Thoughts on South African and international politics and culture

Wednesday, November 15, 2006

Increases in Crime: Perception or Fact?
A rather secretive government policy on releasing crime statistics makes it perennially difficult to adjudge whether the recent public perception of increasing crime levels is based in perception or fact.

Perception is an interesting thing - a groundswell of public dialogue about an issue is difficult to stop. It feeds itself and raises media interest, which in turn swells the ranks that believe in that perception. Perception becomes 'fact' very quickly, and is incredibly difficult to refute.

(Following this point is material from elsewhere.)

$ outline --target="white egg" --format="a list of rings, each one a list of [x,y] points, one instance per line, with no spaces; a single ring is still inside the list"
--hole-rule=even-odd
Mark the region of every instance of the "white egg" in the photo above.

Figures released by government are greeted with howls of disbelief and do little to dampen the flames. The South African Institute of Race Relations, a local NGO, recently released a report on crime in South Africa, which noted that:
  • The number of serious crimes reported to the South African Police Service declined by almost 18% between 2002/03 and 2005/06
  • Which followed an increase of over 30% between 1994 and 2003
  • Aggravated robberies, which had increased by 58% between 1994/95 and 2003/04, had peaked in 2004 before declining by 10% in the past two years
  • The murder rate, which peaked in 1995/96, had subsequently declined by 42%
All of which sounds positive, so where does the truth lie. Unfortunately, without statistics that we can actively trust and uphold, perception rules the day. Stories abound and personal anecdotes travel like wildfire.

It's time government opened its doors to its constituents. The only way to alter perception is to arm positive citizens with facts to challenge it.